Para budayawan tak kalah kaget dan langsung bereaksi mencari kebenaran info tersebut, dan konon ternyata benar.
Mereka semua mengelus dadanya, ini ada yang tidak beres dengan Joko Widodo ( JW ) :
– Apakah JW tidak paham bahwa Pura Mangkunegaran adalah Pendhapa Ageng Mangkunegaran funhsinya hanya untuk Sasana Sewaka Keraton.
– Pemanfaatannya hanya untuk kegiatan resmi keraton.
– Sasana Sewaka Keraton Surakarta tidak boleh digunakan kegiatan lain, selain seremoni adat-tradisi resmi kerajaan.
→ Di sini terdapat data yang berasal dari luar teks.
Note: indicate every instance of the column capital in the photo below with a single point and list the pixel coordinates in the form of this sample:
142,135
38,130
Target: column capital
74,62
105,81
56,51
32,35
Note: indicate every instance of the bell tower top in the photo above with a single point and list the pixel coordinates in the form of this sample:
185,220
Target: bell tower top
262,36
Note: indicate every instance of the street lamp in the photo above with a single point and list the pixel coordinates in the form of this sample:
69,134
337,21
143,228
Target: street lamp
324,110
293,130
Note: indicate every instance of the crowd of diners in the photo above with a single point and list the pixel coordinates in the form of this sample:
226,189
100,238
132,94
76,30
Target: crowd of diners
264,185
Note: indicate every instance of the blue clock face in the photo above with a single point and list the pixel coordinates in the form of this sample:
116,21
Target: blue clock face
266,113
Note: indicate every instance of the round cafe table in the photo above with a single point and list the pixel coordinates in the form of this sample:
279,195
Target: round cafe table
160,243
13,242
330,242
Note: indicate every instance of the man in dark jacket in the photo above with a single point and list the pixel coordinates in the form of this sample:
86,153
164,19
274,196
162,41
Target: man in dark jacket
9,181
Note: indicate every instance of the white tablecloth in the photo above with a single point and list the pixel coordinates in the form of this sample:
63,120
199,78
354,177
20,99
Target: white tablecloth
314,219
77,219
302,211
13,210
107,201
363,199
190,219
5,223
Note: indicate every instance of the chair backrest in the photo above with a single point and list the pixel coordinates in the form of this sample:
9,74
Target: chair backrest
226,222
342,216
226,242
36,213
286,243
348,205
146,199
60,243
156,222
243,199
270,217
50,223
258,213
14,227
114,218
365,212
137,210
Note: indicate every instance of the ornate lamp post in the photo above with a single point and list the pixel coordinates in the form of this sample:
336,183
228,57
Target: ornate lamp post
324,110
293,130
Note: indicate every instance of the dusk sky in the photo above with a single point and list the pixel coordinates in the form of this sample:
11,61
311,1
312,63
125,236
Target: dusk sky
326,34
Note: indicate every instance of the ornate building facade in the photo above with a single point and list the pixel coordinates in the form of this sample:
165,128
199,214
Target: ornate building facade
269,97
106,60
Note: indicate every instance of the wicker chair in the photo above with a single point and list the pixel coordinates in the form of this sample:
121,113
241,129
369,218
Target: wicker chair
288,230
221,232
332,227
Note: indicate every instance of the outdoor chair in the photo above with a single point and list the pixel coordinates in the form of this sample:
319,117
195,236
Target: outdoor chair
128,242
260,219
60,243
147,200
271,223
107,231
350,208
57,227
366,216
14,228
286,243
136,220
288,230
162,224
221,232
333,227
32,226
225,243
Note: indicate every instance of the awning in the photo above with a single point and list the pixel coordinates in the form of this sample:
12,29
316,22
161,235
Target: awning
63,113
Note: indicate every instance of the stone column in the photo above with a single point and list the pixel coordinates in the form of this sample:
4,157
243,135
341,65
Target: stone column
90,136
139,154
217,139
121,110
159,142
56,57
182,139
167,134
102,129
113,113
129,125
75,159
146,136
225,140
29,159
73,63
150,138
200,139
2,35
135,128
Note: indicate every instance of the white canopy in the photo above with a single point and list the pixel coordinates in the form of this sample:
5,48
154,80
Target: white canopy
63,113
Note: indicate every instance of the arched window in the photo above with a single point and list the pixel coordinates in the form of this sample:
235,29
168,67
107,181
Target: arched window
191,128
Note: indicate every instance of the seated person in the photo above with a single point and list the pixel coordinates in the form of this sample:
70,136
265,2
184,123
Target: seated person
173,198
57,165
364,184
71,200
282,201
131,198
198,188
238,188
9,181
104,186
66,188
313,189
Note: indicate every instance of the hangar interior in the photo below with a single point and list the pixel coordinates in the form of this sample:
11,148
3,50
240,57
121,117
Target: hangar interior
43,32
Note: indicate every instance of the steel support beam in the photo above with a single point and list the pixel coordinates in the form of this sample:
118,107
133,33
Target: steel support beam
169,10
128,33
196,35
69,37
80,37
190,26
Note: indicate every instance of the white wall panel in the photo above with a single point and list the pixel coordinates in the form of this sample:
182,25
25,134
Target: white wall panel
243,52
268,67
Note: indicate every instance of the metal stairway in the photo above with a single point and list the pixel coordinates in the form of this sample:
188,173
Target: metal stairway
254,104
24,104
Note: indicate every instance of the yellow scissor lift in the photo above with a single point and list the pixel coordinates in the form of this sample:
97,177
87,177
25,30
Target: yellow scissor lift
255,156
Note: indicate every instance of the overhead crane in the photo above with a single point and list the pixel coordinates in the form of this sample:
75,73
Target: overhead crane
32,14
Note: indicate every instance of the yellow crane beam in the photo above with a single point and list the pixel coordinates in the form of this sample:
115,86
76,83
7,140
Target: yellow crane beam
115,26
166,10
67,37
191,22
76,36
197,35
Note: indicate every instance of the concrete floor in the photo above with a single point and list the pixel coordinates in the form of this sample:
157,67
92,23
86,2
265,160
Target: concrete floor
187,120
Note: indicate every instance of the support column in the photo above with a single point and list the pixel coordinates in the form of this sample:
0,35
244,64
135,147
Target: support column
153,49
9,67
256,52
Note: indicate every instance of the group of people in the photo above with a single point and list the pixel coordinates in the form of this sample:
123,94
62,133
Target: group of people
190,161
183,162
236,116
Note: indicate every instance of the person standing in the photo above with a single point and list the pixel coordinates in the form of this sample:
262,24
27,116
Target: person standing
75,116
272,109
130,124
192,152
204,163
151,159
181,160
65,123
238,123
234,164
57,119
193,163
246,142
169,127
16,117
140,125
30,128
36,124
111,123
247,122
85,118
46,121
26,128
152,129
– Keberadaannya sebagai institusi (cagar) budaya, harus dijaga kesakralan dan wibawanya
Hajat pernikahan merupakan urusan ranah pribadi. Dari itu ngundhuh mantu tidak selayaknya diselenggarakan di Pendhapa Ageng Mangkunegaran yang statusnya secara historis-kultural merupakan Istana Kerajaan.
Sejauh pengetahuan belum pernah terjadi Istana Pura Mangkunegaran dipakai untuk resepsi mantenan atau ngunduh mantu.
Jokowi saat ini berkedudukan atau menjabat sebagai Presiden. Namun dalam kontek sosio-historis-kultural terkait dengan eksistensi Pura Mangkunegaran, “Jokowi selaku pribadi statusnya adalah sebagai kawula atau rakyat biasa”.
Kaduk wani kurang duga adalah terlalu berani kurang perhitungan. Ojo dumeh sekarang jadi Presiden seenak melanggar paugeran kraton
Yang bestatus Raja atau Adipati saja tidak boleh seenaknya menggunakan fasilitas Pendhapa Ageng untuk urusan pribadi, apalagi orang yang berkedudukan sebagai rakyat biasa.
Gusti Pangeran Haryo (GPH) Bhre Cakrahutomo Wira Sudjiwo, penerus tahta Kanjeng Gusti Pangeran Adipati Arya (KGPAA) Mangkunegara X.
Baru berusia 25 tahun dan masih melajang, Bhre Cakrahutomo sudah diberi tugas berat sebagai Mangkunegara X untuk mengurus Pura Mangkunegara Solo.
Konon telah mengijinkan penggunaan Pura Mangkunegaran untuk hajat Joko Widodo. Dengan mudahnya mengijinkan Pendhapa Ageng Mangkunegaran dipakai untuk ngundhuh mantu Kaesang.
Diduga kuat ijin diberikan sekalipun harus melanggar etika dan paugeran kraton karena tekanan dari Joko Widodo dan Bhre Cakrahutomo, tidak kuasa untuk menolaknya.
Karena sembari mengurus Pura Mangkunegara, Bhre Cakrahutomo juga menjalani kesibukan baru setelah ditunjuk sebagai komisaris PT KAI.
“Terima kasih kepada Bapak Menteri BUMN dan jajaran atas kepercayaan dan amanah yang diberikan kepada saya,” ujar Mangkunegara X dikutip antara pada Rabu (17/8).
Sebaiknya Joko Widodo memiliki kepekaan “Ojo Rumongso Biso, Nanging Biso Rumongso”, yang berarti ‘jangan merasa bisa, tetapi bisa merasa’ adalah sebuah teguran agar kita jauh dari kesombongan karena saat memiliki kuasa sebagai Presiden, seenaknya melakukan pelanggaran adat dan etika kraton seenaknya
Batalkan rencana ngunduh mantu di Pura Mangkunegaran, jangan sampai Joko Widodo kena stigma Jokowi – Wong Jawa Ilang Jawane.